Equivariant Graph Neural Networks for Charged Particle Tracking
This work addresses the need for more efficient particle tracking models in high-energy physics experiments, though it is incremental as it builds on existing GNN approaches.
The paper tackled the problem of resource-intensive graph neural networks (GNNs) in high-energy physics by introducing EuclidNet, a symmetry-equivariant GNN for charged particle tracking, which achieved near-state-of-the-art performance with under 1000 parameters on the TrackML dataset.

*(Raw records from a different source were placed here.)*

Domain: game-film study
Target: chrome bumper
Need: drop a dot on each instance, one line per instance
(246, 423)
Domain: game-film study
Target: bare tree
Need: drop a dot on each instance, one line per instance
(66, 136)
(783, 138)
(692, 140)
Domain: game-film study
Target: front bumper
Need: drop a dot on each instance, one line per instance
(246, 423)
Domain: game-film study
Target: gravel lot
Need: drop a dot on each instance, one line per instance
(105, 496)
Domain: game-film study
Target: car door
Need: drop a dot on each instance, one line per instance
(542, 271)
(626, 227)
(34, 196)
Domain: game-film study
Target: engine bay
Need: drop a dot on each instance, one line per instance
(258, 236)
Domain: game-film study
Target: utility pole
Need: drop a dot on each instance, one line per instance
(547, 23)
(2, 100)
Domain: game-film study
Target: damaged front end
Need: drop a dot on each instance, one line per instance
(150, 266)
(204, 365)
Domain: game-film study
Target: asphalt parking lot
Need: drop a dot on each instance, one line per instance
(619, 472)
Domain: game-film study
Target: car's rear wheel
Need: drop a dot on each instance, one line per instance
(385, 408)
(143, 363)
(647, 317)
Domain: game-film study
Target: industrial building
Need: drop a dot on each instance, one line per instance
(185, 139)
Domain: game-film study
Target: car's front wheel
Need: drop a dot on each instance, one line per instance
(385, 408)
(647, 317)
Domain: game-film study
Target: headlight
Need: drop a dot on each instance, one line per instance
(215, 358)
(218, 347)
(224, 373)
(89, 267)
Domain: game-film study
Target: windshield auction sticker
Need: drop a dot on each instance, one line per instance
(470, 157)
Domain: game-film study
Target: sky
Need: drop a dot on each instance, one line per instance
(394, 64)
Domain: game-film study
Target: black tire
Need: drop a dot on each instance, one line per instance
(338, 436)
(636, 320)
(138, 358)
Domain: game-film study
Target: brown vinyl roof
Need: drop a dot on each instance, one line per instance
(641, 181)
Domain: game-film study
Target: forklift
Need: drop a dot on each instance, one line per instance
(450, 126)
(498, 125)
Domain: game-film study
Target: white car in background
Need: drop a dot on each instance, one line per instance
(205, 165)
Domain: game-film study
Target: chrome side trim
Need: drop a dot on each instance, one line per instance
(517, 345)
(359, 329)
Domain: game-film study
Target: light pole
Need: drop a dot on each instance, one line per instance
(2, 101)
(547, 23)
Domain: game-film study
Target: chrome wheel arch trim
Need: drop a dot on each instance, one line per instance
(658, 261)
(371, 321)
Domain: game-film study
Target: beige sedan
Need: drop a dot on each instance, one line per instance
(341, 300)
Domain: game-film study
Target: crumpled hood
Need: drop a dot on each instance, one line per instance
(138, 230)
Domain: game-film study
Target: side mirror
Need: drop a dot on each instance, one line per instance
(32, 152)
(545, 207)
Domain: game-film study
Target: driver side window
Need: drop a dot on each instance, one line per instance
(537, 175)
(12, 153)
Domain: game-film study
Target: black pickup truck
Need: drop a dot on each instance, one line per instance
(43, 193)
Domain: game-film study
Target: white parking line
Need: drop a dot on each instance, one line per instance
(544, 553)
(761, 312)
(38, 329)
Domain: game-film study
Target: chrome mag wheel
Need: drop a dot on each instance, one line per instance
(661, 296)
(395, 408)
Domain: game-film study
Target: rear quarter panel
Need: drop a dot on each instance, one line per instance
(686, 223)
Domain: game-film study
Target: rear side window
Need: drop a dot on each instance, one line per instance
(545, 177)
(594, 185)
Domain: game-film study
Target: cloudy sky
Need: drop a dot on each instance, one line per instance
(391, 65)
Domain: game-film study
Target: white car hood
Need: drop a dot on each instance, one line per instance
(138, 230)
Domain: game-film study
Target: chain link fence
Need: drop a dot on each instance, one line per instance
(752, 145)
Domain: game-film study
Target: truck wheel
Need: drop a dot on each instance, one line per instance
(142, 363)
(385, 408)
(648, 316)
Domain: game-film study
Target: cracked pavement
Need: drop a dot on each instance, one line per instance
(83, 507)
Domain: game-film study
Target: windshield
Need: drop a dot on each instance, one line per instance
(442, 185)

Graph neural networks (GNNs) have gained traction in high-energy physics (HEP) for their potential to improve accuracy and scalability. However, their resource-intensive nature and complex operations have motivated the development of symmetry-equivariant architectures. In this work, we introduce EuclidNet, a novel symmetry-equivariant GNN for charged particle tracking. EuclidNet leverages the graph representation of collision events and enforces rotational symmetry with respect to the detector's beamline axis, leading to a more efficient model. We benchmark EuclidNet against the state-of-the-art Interaction Network on the TrackML dataset, which simulates high-pileup conditions expected at the High-Luminosity Large Hadron Collider (HL-LHC). Our results show that EuclidNet achieves near-state-of-the-art performance at small model scales (<1000 parameters), outperforming the non-equivariant benchmarks. This study paves the way for future investigations into more resource-efficient GNN models for particle tracking in HEP experiments.